The estimated global toll due to health-related deaths in 2005 offers sufficient reason for the public health community to raise the alarm. Of the nearly 58 million deaths from all causes the last year, it was projected that chronic diseases would account for 35 million deaths worldwide.
These numbers – 17.5 million deaths due to cardiovascular disease, 7.5 million deaths due to cancer and 4.05 million deaths due to chronic respiratory diseases – tower over the annual death toll in 2005 from the three widely known major infectious diseases. The latter includes 2.8 million deaths due to HIV/AIDS, 1.6 million deaths due to tuberculosis and 883,000 deaths due to malaria.
In some Asian countries, according to the WHO, the death toll from chronic diseases account for nearly 50 percent of annual cases, such as in Bhutan, Bangladesh, Pakistan and India. While in other countries the toll is higher, such as Indonesia having over 60 percent of its citizens dying due to chronic diseases and for China, Iran, Fiji, and Brunei the annual figure accounting for over 70 percent of the deaths.
”This growing epidemic has substantial macro-economic impact on the economies of the region,” says Kim Hak-Su, executive secretary of ESCAP. ”Countries in the region, such as China, India and the Russian Federation, could forego billions of dollars in national income over the next 10 years as a result of chronic diseases.”

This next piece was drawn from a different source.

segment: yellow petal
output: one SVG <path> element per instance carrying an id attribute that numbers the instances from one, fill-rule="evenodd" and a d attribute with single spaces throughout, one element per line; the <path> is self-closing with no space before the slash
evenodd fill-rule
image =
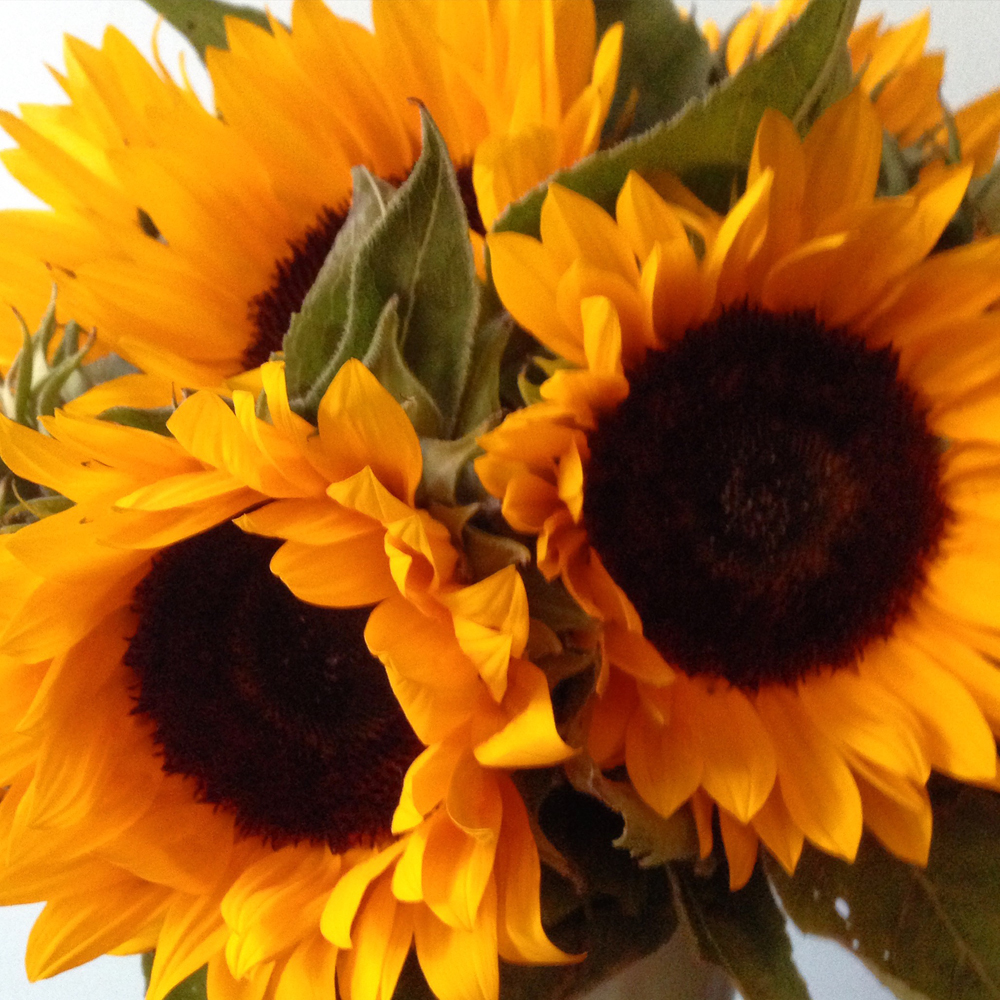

Worst off will be the region’s poor, since they account for nearly 80 percent of the deaths, says the WHO report. Currently, close to 621 million people of the world’s nearly 1.2 billion people who live in extreme poverty – surviving on less than one U.S. dollar a day – are in the Asia-Pacific region. These poor account for nearly 20 percent of the region’s population.
At the same time, the Asia-Pacific countries have taken the lead within the developing world – although incremental- to counter this problem, as reflected in what the WHO describes as the ‘Stepwise Framework’ approach. India, Indonesia, the Philippines, Vietnam, China and Tonga are among them.
”The ‘Stepwise Framework’ took off in this region in 2000. Tonga was among the pioneers,” Dr. Robert Beaglehole, director at the WHO’s department of chronic diseases and health promotion, told IPS. ”It stemmed from the obesity problem they (Tonga) were having, where 90 percent of the middle aged men and women were obese.”
This initiative requires surveys to assess the quality of people’s diets, level of alcohol consumption, tobacco use and time spent for physical activity. It is followed by public sector programmes to change harmful lifestyles after taking into consideration the local conditions and ”potential constraints and barriers to action.”
Targeting multi-national companies in the food and beverage industry should also be part of the equation, says Le Gales-Camus, since ”people are eating more and more processed food containing high amounts of sugar and salt.”
”Private companies may not have health as part of their goal, but they have a role to play in ensuring that their consumers remain healthy,” she said. ”Many countries are concerned about the aggressive marketing of food for children.”
Thailand is proving that the public is increasingly receptive to such new health concerns, in the wake of early successes to slash the number of people who smoke and drink alcohol.
”We have managed to get three million people to stop drinking during the annual Buddhist period of lent,” says Dr. Supakorn Buasai, director of the Thai Health Promotion Foundation. ”The tobacco market has shrunk by 20 percent since we started the anti-smoking campaign.”